C’est le fil conducteur de personnages parfois très secondaires à l’intrigue principale mais qui la rejoigne par ce biais idéologique. Un jeune garagiste s’extasie et mutile la voiture de luxe d’un de ses clients, ce dernier se venge en abusant sexuellement du jeune homme, des policiers couchent ensemble et se trompent mutuellement. Le profit et le plaisir immédiat sans précaution pour l’autre unissent tous les personnages, du bon ou du mauvais côté de la loi, notamment le frère de l’ancien acolyte de Takashi qui va le traquer impitoyablement pour avoir lui aussi sa part du gâteau.

Sous son côté froid et taciturne, Takashi a cependant une faille avec la belle et imprévisible Miki (Miki Sugimoto). Au premier abord, elle semble aussi creuse et superficielle que les autres en s’attachant au matériel (le vol du manteau de fourrure) mais, touchée par la bienveillance de Takashi sous ses airs bourrus, elle décide de ne plus le quitter. On oscille ainsi entre la cavale en couple et la cohabitation forcée dans leur relation, Takashi n’osant jamais suffisamment éteindre son humanité pour laisser Miki derrière lui sans un regard. Les situations rocambolesques les séparent puis les réunissent tout au long du récit, jusqu’à ce que Takashi accepte ses sentiments et décide de poursuivre sa route avec elle. Miki Sugimoto, plus habituée aux rôles d’adolescentes sexy et dure à cuire dans les films Sukeban de la Toei, est ici surprenant en pure créature aimante et vulnérable. Elle dépasse son emploi de corps désirable et menaçant pour s’avérer très touchante.

Tous ces éléments en germe culminent et aboutissent de façon purement formelle dans les sidérantes vingt dernières minutes du film. Dans une longue et apocalyptique course poursuite en voiture, les motivations des multiples poursuivants diffèrent. Il y a ceux visant cet objectif matérialiste et individualiste reposant sur le capitalisme : le policier visant une promotion, le frère du complice de Takashi courant après le butin, les automobilistes furieux de voir leurs véhicules endommagés. Et en tête du peloton, Takashi et Miki oubliant la logique pécuniaire pour simplement espérer s’en sortir ensemble. 
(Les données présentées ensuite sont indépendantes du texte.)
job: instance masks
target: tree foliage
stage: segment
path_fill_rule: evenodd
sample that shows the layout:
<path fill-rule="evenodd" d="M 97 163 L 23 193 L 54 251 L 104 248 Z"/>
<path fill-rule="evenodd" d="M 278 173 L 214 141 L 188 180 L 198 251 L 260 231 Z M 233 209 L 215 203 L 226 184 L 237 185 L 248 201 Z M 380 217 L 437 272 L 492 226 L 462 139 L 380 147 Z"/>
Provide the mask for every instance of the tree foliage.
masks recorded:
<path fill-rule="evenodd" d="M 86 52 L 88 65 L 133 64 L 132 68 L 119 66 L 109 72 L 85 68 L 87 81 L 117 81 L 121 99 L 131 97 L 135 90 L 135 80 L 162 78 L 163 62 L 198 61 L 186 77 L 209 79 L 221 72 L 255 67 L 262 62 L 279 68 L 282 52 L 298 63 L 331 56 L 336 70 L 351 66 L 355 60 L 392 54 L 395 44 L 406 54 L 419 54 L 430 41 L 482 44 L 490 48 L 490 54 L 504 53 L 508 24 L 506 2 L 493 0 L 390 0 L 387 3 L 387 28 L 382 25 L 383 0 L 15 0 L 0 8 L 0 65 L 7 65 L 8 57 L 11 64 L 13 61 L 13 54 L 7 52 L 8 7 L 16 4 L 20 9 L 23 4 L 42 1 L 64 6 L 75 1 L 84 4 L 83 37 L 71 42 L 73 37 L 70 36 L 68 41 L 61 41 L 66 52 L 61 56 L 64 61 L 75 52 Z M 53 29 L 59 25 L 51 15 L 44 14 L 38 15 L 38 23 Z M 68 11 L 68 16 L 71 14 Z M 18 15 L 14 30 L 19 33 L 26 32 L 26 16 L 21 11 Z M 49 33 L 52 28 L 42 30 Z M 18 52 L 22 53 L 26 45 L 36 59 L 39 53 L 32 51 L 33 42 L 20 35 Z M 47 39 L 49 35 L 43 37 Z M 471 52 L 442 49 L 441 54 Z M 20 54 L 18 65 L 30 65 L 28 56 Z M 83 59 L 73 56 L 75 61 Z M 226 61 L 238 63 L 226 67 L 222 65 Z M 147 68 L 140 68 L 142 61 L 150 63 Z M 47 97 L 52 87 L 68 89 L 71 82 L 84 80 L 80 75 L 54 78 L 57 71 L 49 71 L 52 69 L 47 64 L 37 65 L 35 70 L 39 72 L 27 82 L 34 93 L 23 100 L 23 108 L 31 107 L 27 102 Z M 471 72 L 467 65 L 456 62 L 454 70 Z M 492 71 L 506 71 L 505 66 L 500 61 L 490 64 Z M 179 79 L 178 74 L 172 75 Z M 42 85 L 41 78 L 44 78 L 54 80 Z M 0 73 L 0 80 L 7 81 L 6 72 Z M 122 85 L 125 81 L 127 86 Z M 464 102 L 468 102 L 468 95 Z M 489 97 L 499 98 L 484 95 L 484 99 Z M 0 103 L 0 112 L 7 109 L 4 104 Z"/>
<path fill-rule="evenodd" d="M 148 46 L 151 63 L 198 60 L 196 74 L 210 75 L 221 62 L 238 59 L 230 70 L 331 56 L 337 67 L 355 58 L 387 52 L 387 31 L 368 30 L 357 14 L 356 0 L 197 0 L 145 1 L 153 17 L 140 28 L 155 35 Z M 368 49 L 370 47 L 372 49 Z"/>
Rien n’est explicité par le dialogue mais le chaos des images est parlant dans une séquence tout simple stupéfiante où le style chaotique de Fukasaku étincelle. Caméra à l’épaule, montage heurté, vision intérieure ou extérieure des véhicules naviguant entre zooms agressifs et plans d’ensemble dantesque, c’est un festival de tôle froissée spectaculaire. La pyrotechnie sert cependant un propos, pas très éloigné de Le Grand embouteillage de Luigi Comencini (1979) mais en étonnamment moins nihiliste et désabusé sur la nature humaine. Si l’épilogue nous apprend que Takashi poursuit ses activités de braqueur, on devine que l’appât du gain est aussi stimulant que le fait de mener cette vie avec l’élue de son cœur.